Connie tucked a stray strand of hair behind her ear. “What are you doing here?”
“Simon said you wanted me to meet you.”
“I don’t understand.”
“There’s nothing to understand. He lied and I’m an idiot, that’s all.”
“I could have sworn I saw him this afternoon. I think he might have been following me.”
“Yeah, well, sorry for the hassle. When my shoulder gets a little better I’ll straighten him out.” I made to leave, expecting her to tell me to hold on, but she let me get halfway down the clanging bleachers without calling out, and so I climbed back on up to her. “Really?” I said. “There’s nothing you wanna say to me?”
“Take it easy,” she said. “Are you drunk?”
A few other parents were scattered across the bleachers, watching their children hit under the lights, and a blocky woman I recognized from the ballpark kept peeking back at us. I looked away and saw Kevin swing and miss at a pitch. A couple of boys were standing outside the cage and teasing him, saying he should try a slower machine.
Connie moved over and motioned for me to sit down with her. “Please sit,” she said. “Sit before you fall.”
“God forbid.” I heard the sharp plink-ping of an aluminum bat. Kevin had corrected his swing, and his friends were clapping for him now. The green batting helmet was huge on his head, and he looked like an evil Martian. Finally I sat down.
“He could have died,” whispered Connie.
“But then I saved him,” I told her. “What came before all that was an accident.”
“That’s not really true,” she said. We were both watching Kevin. He hit a line drive back to the pitching machine, and Connie clucked with approval. She couldn’t help herself. Her boy had his timing down.
“That’s really what you think?” I asked. “That I brought this on?”

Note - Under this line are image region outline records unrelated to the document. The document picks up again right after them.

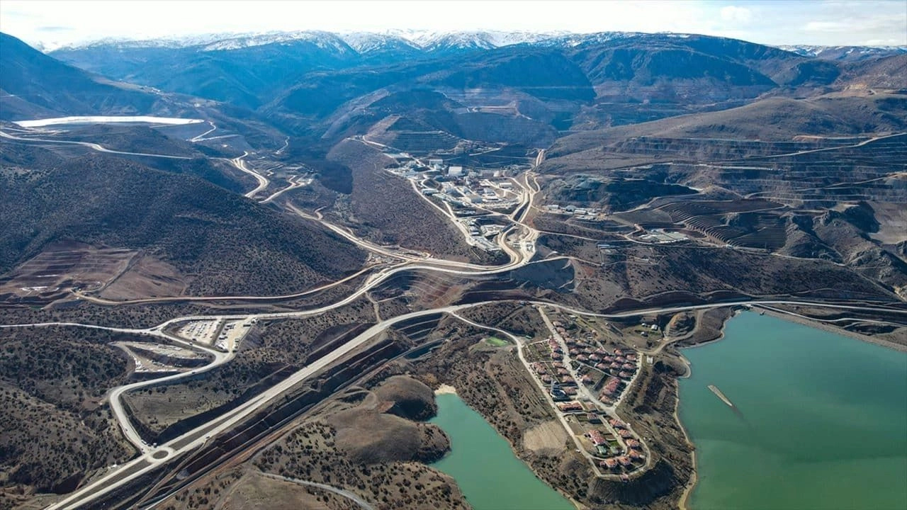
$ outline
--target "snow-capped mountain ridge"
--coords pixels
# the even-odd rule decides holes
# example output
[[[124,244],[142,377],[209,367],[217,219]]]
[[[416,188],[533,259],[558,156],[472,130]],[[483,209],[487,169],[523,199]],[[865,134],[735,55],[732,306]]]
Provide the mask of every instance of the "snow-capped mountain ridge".
[[[575,47],[583,44],[603,44],[627,37],[653,35],[639,32],[600,32],[580,34],[572,32],[503,32],[503,31],[430,31],[395,29],[384,32],[331,33],[317,30],[293,32],[250,32],[244,34],[205,34],[179,38],[123,39],[106,38],[79,43],[55,49],[80,49],[97,46],[122,48],[161,47],[197,48],[198,51],[230,51],[272,44],[288,44],[296,41],[312,43],[321,48],[339,53],[350,49],[358,54],[410,49],[425,53],[449,53],[471,50],[490,50],[514,44],[530,44],[545,47]],[[688,34],[660,33],[658,35],[689,37]],[[777,46],[803,56],[858,59],[885,54],[907,53],[907,46],[821,46],[813,44],[787,44]],[[42,48],[49,51],[50,47]]]
[[[369,53],[391,47],[409,46],[424,52],[441,52],[472,49],[493,49],[513,44],[537,44],[542,46],[576,45],[586,39],[600,42],[624,36],[629,33],[607,32],[600,34],[575,34],[571,32],[435,32],[425,30],[388,30],[380,33],[348,32],[330,33],[320,31],[259,32],[246,34],[206,34],[180,38],[123,39],[106,38],[62,46],[58,49],[81,49],[96,46],[130,47],[199,47],[200,51],[229,51],[265,44],[307,41],[322,47],[342,51],[349,46],[357,53]]]

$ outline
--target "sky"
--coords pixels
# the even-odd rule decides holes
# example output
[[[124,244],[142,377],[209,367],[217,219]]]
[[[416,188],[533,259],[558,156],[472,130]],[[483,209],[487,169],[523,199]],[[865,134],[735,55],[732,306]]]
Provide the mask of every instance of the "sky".
[[[47,50],[104,38],[390,29],[675,32],[775,45],[904,45],[907,0],[0,2],[0,31]]]

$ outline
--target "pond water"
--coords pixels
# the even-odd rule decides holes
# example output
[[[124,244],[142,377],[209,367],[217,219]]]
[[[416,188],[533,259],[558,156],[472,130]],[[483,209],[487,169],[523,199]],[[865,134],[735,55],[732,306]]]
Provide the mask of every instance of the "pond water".
[[[432,465],[453,476],[475,510],[573,510],[557,491],[535,477],[510,443],[458,396],[437,396],[431,420],[451,440],[451,452]]]
[[[690,508],[907,508],[907,353],[745,312],[683,354]]]

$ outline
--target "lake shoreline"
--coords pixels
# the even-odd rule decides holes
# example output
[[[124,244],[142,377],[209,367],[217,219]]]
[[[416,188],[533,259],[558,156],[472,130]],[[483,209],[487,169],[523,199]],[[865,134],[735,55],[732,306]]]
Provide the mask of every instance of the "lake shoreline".
[[[501,435],[501,433],[497,430],[497,428],[495,428],[494,427],[493,427],[488,422],[488,420],[486,420],[485,417],[482,416],[481,413],[479,413],[478,411],[476,411],[475,409],[473,409],[472,407],[470,407],[469,404],[467,404],[464,400],[463,400],[463,398],[460,397],[459,395],[457,395],[456,388],[454,387],[450,386],[450,385],[446,385],[446,384],[442,384],[442,385],[440,385],[434,390],[434,394],[435,394],[435,396],[440,396],[440,395],[453,395],[454,397],[455,397],[460,401],[460,403],[462,403],[463,406],[465,406],[465,407],[467,409],[470,409],[473,413],[475,413],[479,417],[479,418],[481,418],[483,420],[483,422],[485,425],[487,425],[494,432],[494,434],[502,441],[503,441],[503,443],[505,445],[507,445],[507,448],[510,451],[510,454],[513,456],[513,459],[516,462],[518,462],[518,463],[522,464],[522,466],[524,466],[529,470],[529,472],[532,475],[532,476],[534,478],[536,478],[536,480],[538,480],[538,482],[540,484],[543,485],[545,487],[551,489],[551,491],[553,491],[554,493],[556,493],[557,495],[559,495],[560,496],[561,496],[566,503],[570,504],[576,510],[582,510],[583,508],[585,508],[584,506],[580,505],[579,503],[577,503],[576,501],[574,501],[573,498],[570,497],[569,495],[565,494],[559,487],[551,486],[548,483],[546,483],[544,481],[544,479],[541,476],[540,476],[539,474],[532,468],[532,466],[530,463],[524,461],[522,458],[520,457],[518,450],[514,447],[513,445],[511,444],[510,441],[507,440],[506,437],[504,437],[502,435]],[[434,419],[436,419],[436,417],[435,417],[435,418],[433,418],[433,420],[432,420],[433,423],[434,423]],[[440,427],[442,428],[442,430],[444,430],[445,434],[450,434],[450,432],[448,430],[445,430],[444,427],[443,426],[441,426],[440,424],[435,423],[435,425],[437,425],[438,427]],[[450,456],[453,453],[453,451],[454,450],[453,450],[453,447],[452,447],[451,450],[447,452],[447,455],[444,456],[444,457],[446,458],[448,456]],[[429,466],[433,466],[434,469],[438,469],[438,467],[434,466],[435,464],[436,464],[436,462],[435,463],[432,463]],[[442,470],[439,469],[439,471],[442,471]],[[450,476],[451,478],[453,478],[454,481],[456,482],[457,486],[460,487],[461,491],[463,490],[463,486],[460,485],[460,481],[457,480],[456,476],[454,476],[454,475],[452,475],[450,473],[447,473],[445,471],[442,471],[442,472],[444,473],[445,475],[447,475],[448,476]],[[465,496],[465,493],[463,494],[463,495]],[[467,502],[469,500],[467,498]]]
[[[756,311],[756,309],[758,309],[758,311]],[[687,357],[683,355],[683,350],[688,349],[688,348],[698,348],[698,347],[704,347],[704,346],[707,346],[707,345],[713,344],[715,342],[718,342],[718,341],[723,340],[725,338],[725,330],[726,330],[726,329],[727,327],[727,323],[731,319],[733,319],[734,318],[736,318],[738,315],[740,315],[740,313],[743,312],[745,309],[734,309],[732,311],[730,317],[728,317],[727,319],[725,320],[724,323],[722,323],[722,325],[721,325],[721,332],[720,332],[720,334],[717,338],[712,338],[710,340],[704,341],[704,342],[699,342],[699,343],[697,343],[697,344],[693,344],[693,345],[688,345],[688,346],[679,346],[678,345],[678,346],[677,346],[678,347],[678,353],[679,358],[680,358],[680,361],[683,362],[684,366],[686,367],[686,373],[684,373],[683,376],[678,377],[678,379],[688,378],[690,377],[690,375],[692,374],[692,371],[693,371],[693,365],[692,365],[692,363],[690,363],[689,359],[688,359]],[[814,319],[808,319],[808,318],[805,318],[805,317],[801,317],[801,316],[795,315],[794,313],[789,313],[789,312],[785,312],[785,311],[778,311],[778,310],[776,310],[775,309],[769,309],[769,308],[760,307],[758,305],[754,306],[750,309],[750,311],[754,311],[756,313],[765,313],[766,315],[768,315],[768,316],[771,316],[771,317],[775,317],[775,318],[781,319],[783,320],[787,320],[787,321],[790,321],[790,322],[795,322],[796,324],[802,324],[804,326],[809,326],[810,328],[815,328],[817,329],[822,329],[824,331],[828,331],[829,333],[836,333],[836,334],[844,335],[844,336],[849,337],[851,338],[853,338],[853,339],[856,339],[856,340],[860,340],[860,341],[863,341],[863,342],[866,342],[866,343],[877,345],[877,346],[880,346],[880,347],[884,347],[884,348],[891,348],[891,349],[897,350],[897,351],[901,351],[901,352],[907,352],[907,346],[902,346],[902,345],[900,345],[900,344],[895,344],[893,342],[889,342],[889,341],[886,341],[886,340],[882,340],[882,339],[879,339],[879,338],[873,338],[873,337],[871,337],[869,335],[863,335],[863,334],[860,334],[860,333],[855,333],[853,331],[848,331],[848,330],[845,330],[845,329],[840,329],[840,328],[835,328],[834,326],[830,326],[830,325],[825,324],[824,322],[820,322],[820,321],[817,321],[817,320],[814,320]],[[685,485],[683,494],[681,494],[680,499],[679,499],[679,501],[678,501],[678,507],[679,508],[679,510],[690,510],[689,509],[689,498],[690,498],[690,496],[693,494],[693,489],[696,488],[696,485],[698,482],[698,471],[697,470],[697,464],[696,464],[696,443],[694,443],[693,440],[690,439],[689,434],[687,431],[687,427],[684,427],[683,421],[680,419],[680,416],[679,416],[679,409],[680,409],[680,386],[679,385],[678,385],[676,397],[677,397],[677,405],[674,407],[674,420],[677,422],[678,427],[680,427],[680,431],[683,432],[684,438],[687,440],[687,444],[689,445],[689,446],[690,446],[690,452],[691,452],[690,453],[690,458],[692,459],[692,464],[693,464],[693,470],[692,470],[692,472],[690,474],[689,481]]]
[[[732,319],[736,318],[737,316],[741,315],[743,311],[747,311],[747,309],[748,309],[748,311],[756,313],[758,315],[769,316],[769,317],[772,317],[772,318],[775,318],[775,319],[777,319],[785,320],[785,322],[791,322],[791,323],[798,324],[798,325],[801,325],[801,326],[809,327],[809,328],[812,328],[812,329],[819,329],[819,330],[822,330],[822,331],[824,331],[824,332],[827,332],[827,333],[832,333],[832,334],[836,334],[836,335],[839,335],[839,336],[842,336],[842,337],[846,337],[846,338],[849,338],[851,339],[860,340],[860,341],[862,341],[863,343],[866,343],[866,344],[879,346],[879,347],[882,347],[882,348],[885,348],[895,350],[895,351],[902,352],[902,353],[907,351],[907,346],[902,346],[902,345],[896,344],[896,343],[893,343],[893,342],[889,342],[887,340],[882,340],[882,339],[875,338],[873,338],[873,337],[868,336],[868,335],[855,333],[855,332],[853,332],[853,331],[847,331],[847,330],[844,330],[844,329],[839,329],[839,328],[835,328],[835,327],[834,327],[834,326],[832,326],[830,324],[827,324],[827,323],[823,323],[823,322],[816,321],[814,319],[812,319],[809,317],[798,315],[795,312],[786,312],[785,310],[777,310],[777,309],[765,309],[763,307],[754,306],[754,307],[747,307],[747,308],[741,308],[741,309],[735,309],[733,311],[733,313],[730,315],[730,317],[728,317],[722,323],[721,329],[720,329],[720,334],[717,338],[715,338],[713,339],[710,339],[710,340],[707,340],[707,341],[705,341],[705,342],[697,343],[697,344],[695,344],[695,345],[678,346],[678,357],[679,357],[681,362],[684,364],[684,366],[686,368],[685,373],[682,376],[678,377],[678,381],[681,380],[681,379],[688,379],[688,378],[689,378],[692,376],[693,363],[689,360],[689,358],[688,358],[686,356],[684,356],[683,350],[684,349],[688,349],[688,348],[697,348],[697,347],[702,347],[702,346],[709,345],[709,344],[712,344],[713,342],[717,342],[719,340],[726,339],[726,330],[727,330],[728,322]],[[684,438],[687,440],[688,445],[689,445],[690,447],[691,447],[690,457],[691,457],[692,465],[693,465],[692,472],[691,472],[690,476],[689,476],[689,481],[685,485],[683,493],[681,494],[680,498],[678,501],[678,507],[680,510],[689,510],[690,509],[690,505],[690,505],[690,499],[692,497],[692,494],[693,494],[694,490],[696,489],[696,487],[697,486],[697,485],[699,483],[699,477],[700,477],[701,474],[699,473],[699,469],[698,469],[697,464],[697,456],[696,443],[695,443],[695,441],[692,440],[692,438],[691,438],[691,436],[689,435],[689,432],[688,432],[687,427],[684,425],[683,421],[680,419],[680,417],[679,417],[680,405],[681,405],[681,402],[680,402],[680,386],[679,386],[679,384],[677,387],[677,395],[676,395],[676,397],[677,397],[677,406],[676,406],[675,410],[674,410],[674,417],[675,417],[675,420],[676,420],[678,426],[680,427],[680,430],[683,433]]]
[[[687,370],[684,373],[684,375],[678,378],[677,394],[675,395],[675,397],[677,398],[677,405],[674,406],[674,421],[677,422],[678,427],[680,427],[680,431],[683,432],[684,439],[687,440],[687,444],[689,446],[690,459],[692,460],[692,466],[693,466],[693,468],[689,475],[689,481],[687,482],[687,485],[684,486],[683,493],[680,495],[680,500],[678,501],[678,508],[679,508],[679,510],[689,510],[689,497],[693,494],[693,489],[696,488],[697,483],[699,481],[699,473],[697,470],[696,466],[696,443],[694,443],[693,440],[690,438],[689,433],[687,431],[687,427],[684,427],[683,421],[680,419],[680,415],[679,415],[680,413],[679,379],[689,378],[689,377],[693,374],[693,364],[690,363],[689,359],[688,359],[687,357],[683,355],[683,349],[696,348],[697,347],[706,346],[724,339],[725,329],[727,327],[727,323],[732,319],[736,317],[740,313],[740,311],[741,310],[739,309],[735,309],[731,311],[730,317],[728,317],[724,322],[721,323],[721,330],[717,338],[712,338],[711,340],[700,342],[691,346],[678,346],[678,356],[680,358],[680,361],[682,361],[684,366],[687,368]]]
[[[860,340],[863,342],[877,345],[892,350],[897,350],[900,352],[907,352],[907,345],[901,345],[901,344],[896,344],[894,342],[890,342],[888,340],[883,340],[882,338],[877,338],[870,335],[863,335],[863,333],[850,331],[843,328],[835,328],[834,326],[831,326],[824,322],[821,322],[813,319],[796,315],[795,312],[780,311],[776,309],[760,307],[757,305],[754,308],[757,308],[759,309],[760,311],[764,311],[766,315],[776,317],[784,320],[795,322],[797,324],[803,324],[804,326],[809,326],[811,328],[815,328],[816,329],[828,331],[829,333],[836,333],[838,335],[844,335],[844,337],[849,337],[855,340]]]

She locked eyes with me. “Yeah, I guess that I do think that.”
“So that’s it?”
“Yes,” she said. “It’s gotta be.”
Connie started to say something more, but then instead she squeezed my knee and began to pick her way down the bleachers to retrieve Kevin from the batting cage. They left together in a hurry, and eventually all of the batting cages had emptied. For a long time I stayed there, alone on the top row, listening as car after car crunched out of the gravel parking lot and onto the blacktop highway. Simon honked his horn let’s go, but I wouldn’t leave. I sat there and I waited, and then finally some invisible hand shut off the lights.